Dubai Chamber of Commerce and Industry, DCCI’s members export to Africa reached AED 2.94billion ($800 million), a 20% month-on-month increase in June 2020. Exports to North Africa alone was AED 2.05 billion ($558 million), accounting for two-thirds of the total export value to Africa in June.
DCCI used the Certificates of Origin (COO) issued to its member companies to track the value of exports and re-exports to Africa. The result showed a rebound in trade activities with Africa reached average levels seen around January – March 2020. Its member’s exports and re-exports targeting Sub-Saharan Africa was AED 833 million ($240 million), East Africa was AED 508.3 million ($138.3 million), and AED 249.5 million ($67.9 million) went to West Africa.
Likewise, AED 92 million ($25 million) went to Central Africa and AED 33.3 million ($9 million) to Southern Africa.
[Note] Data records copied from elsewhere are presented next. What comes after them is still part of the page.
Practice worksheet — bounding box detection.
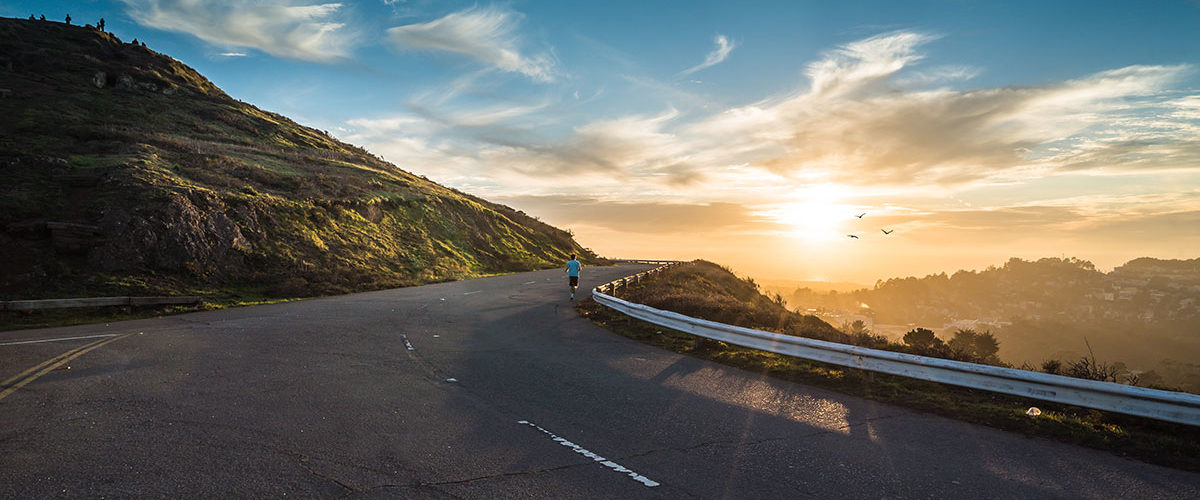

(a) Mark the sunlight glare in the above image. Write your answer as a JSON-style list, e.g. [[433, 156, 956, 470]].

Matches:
[[762, 183, 862, 242]]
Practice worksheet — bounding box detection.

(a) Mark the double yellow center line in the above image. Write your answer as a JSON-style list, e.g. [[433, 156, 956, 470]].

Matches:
[[0, 333, 133, 399]]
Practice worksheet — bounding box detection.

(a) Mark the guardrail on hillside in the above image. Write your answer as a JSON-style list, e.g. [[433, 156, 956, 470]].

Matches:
[[592, 264, 1200, 426], [0, 295, 200, 311]]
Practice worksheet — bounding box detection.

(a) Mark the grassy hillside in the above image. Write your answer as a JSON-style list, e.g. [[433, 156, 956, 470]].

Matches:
[[0, 19, 596, 299], [577, 261, 1200, 470]]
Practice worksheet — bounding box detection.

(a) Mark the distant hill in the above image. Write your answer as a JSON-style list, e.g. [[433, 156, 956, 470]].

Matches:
[[0, 18, 596, 299]]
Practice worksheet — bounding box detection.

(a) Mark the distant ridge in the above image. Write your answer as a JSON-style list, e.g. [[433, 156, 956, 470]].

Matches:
[[0, 18, 596, 299]]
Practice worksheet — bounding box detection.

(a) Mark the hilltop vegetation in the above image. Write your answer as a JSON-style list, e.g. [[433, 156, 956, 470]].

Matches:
[[787, 258, 1200, 392], [0, 19, 596, 299]]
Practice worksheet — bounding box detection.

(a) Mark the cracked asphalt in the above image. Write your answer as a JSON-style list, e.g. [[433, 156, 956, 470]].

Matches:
[[0, 265, 1200, 499]]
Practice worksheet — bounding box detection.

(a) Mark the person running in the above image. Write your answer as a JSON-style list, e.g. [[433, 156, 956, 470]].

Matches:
[[566, 253, 583, 300]]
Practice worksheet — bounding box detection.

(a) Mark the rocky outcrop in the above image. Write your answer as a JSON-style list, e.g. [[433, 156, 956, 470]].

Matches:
[[88, 193, 253, 279]]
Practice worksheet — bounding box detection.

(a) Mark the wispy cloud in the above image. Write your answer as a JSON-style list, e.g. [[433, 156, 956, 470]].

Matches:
[[679, 35, 738, 77], [122, 0, 356, 62], [352, 32, 1200, 230], [388, 6, 554, 82]]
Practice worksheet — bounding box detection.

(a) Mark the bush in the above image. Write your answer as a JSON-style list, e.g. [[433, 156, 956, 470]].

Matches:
[[947, 329, 1000, 365]]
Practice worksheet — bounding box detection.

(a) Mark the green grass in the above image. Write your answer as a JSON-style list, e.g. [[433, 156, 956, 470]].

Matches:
[[0, 18, 604, 314], [576, 263, 1200, 471]]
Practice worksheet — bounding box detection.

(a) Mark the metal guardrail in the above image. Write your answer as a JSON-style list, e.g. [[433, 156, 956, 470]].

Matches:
[[592, 264, 1200, 426], [0, 295, 200, 311]]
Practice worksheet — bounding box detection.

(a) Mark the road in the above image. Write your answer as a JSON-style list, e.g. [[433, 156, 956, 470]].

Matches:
[[0, 265, 1200, 499]]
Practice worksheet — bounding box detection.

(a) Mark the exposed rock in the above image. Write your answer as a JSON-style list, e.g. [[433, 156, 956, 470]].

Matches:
[[89, 193, 251, 278], [116, 73, 134, 90], [46, 222, 104, 253]]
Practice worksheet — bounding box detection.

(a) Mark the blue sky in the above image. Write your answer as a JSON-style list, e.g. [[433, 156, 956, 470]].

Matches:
[[9, 0, 1200, 283]]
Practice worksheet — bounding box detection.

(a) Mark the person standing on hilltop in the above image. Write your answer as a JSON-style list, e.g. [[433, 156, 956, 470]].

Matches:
[[566, 253, 583, 300]]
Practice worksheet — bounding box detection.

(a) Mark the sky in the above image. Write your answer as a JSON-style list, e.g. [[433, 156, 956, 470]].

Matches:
[[9, 0, 1200, 284]]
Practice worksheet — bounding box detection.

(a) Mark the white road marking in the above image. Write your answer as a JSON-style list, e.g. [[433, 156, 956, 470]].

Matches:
[[0, 333, 118, 345], [517, 420, 660, 488]]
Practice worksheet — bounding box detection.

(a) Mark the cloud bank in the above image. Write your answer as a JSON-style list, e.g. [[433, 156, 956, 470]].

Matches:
[[388, 6, 554, 83], [122, 0, 355, 62]]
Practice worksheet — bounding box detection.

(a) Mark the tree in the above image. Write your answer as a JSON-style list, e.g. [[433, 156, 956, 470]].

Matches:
[[904, 329, 942, 350], [947, 329, 1000, 363], [846, 319, 871, 335]]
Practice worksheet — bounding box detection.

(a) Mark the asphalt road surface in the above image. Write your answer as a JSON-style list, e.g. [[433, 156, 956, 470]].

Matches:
[[0, 265, 1200, 499]]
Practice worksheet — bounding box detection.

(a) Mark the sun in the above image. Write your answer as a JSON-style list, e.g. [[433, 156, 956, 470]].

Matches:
[[762, 185, 860, 242]]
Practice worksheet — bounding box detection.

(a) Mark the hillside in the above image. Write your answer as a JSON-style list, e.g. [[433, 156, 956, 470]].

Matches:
[[0, 19, 596, 299], [787, 258, 1200, 391]]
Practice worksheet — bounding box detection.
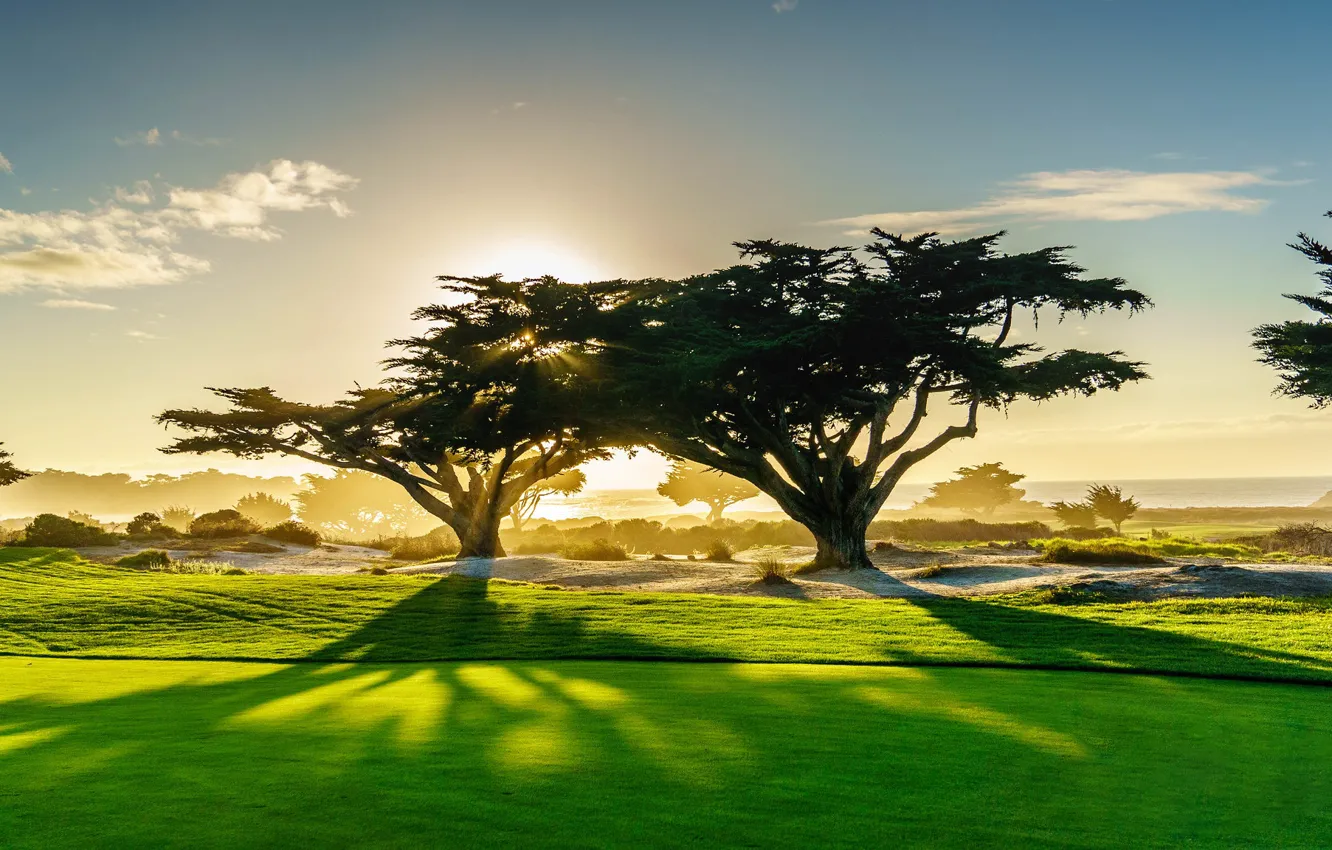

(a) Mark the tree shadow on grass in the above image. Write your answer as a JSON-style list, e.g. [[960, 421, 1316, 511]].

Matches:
[[899, 598, 1332, 685]]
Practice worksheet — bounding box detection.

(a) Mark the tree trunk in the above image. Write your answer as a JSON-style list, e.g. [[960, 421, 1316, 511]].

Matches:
[[809, 518, 874, 570]]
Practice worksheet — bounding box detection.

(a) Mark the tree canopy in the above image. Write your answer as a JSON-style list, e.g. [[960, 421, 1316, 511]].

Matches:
[[598, 230, 1151, 566], [1253, 212, 1332, 408], [0, 442, 31, 488], [157, 276, 615, 557], [657, 458, 759, 522], [920, 464, 1027, 516]]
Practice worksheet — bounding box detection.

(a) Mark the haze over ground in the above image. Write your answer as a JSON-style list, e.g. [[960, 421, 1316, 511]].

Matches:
[[0, 0, 1332, 489]]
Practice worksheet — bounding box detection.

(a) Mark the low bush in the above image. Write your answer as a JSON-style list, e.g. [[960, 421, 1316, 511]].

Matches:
[[116, 549, 172, 570], [189, 508, 260, 538], [9, 513, 120, 548], [868, 520, 1052, 544], [559, 537, 629, 561], [1040, 540, 1166, 565], [264, 521, 320, 546], [754, 558, 791, 585], [703, 540, 735, 561], [389, 525, 460, 561]]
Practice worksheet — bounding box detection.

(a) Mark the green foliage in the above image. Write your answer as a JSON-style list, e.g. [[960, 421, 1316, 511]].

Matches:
[[754, 557, 791, 585], [1050, 501, 1096, 529], [236, 493, 292, 528], [189, 508, 260, 538], [163, 505, 194, 534], [388, 526, 458, 561], [264, 521, 320, 546], [867, 518, 1050, 544], [1087, 484, 1140, 532], [920, 464, 1027, 516], [559, 537, 629, 561], [0, 442, 32, 488], [1040, 540, 1166, 565], [1253, 212, 1332, 408], [11, 513, 120, 548], [703, 540, 735, 561], [657, 458, 759, 522], [116, 549, 172, 570]]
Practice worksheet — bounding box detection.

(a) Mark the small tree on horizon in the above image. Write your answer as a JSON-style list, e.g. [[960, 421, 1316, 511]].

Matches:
[[657, 458, 759, 525], [1087, 484, 1140, 534], [236, 493, 292, 529], [1050, 501, 1096, 529], [0, 442, 32, 488], [920, 464, 1027, 517]]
After North Africa, Sub-Saharan Africa was the second-highest export destination at AED 883 million. West Africa and Central Africa were the main drivers of the rebound in June.
Considering the regional level, the export value of member companies to Central Africa saw the biggest m-o-m increase of 48%, followed by North Africa at 25%, West Africa’s 12%, and Sub-Saharan Africa’s 8.6%.
Nigeria was the best-performing market in Sub-Saharan Africa, for member’s exports reached AED 112 million. The main exports to Nigeria include plastics such as ethylene-alpha-olefin copolymers, polyethylene, plates, and sheets that amounted to 23% of the export value. Machinery, mainly in the form of drills, hydraulic engines, and appliances, accounted for 15% of exports to Nigeria.
It was Angola in Central Africa that accounted for AED 33 million worth of total export to the region. Foodstuff, cereals, flour, palm oil, and dairy products were the major commodities exported to Angola.
Dubai Chamber of Commerce and Industry predicts that the strong momentum observed in West and Central Africa is likely to continue in the second half of 2020. African countries continue easing trade restrictions, and business activities are returning to the pre-COVID-19 period.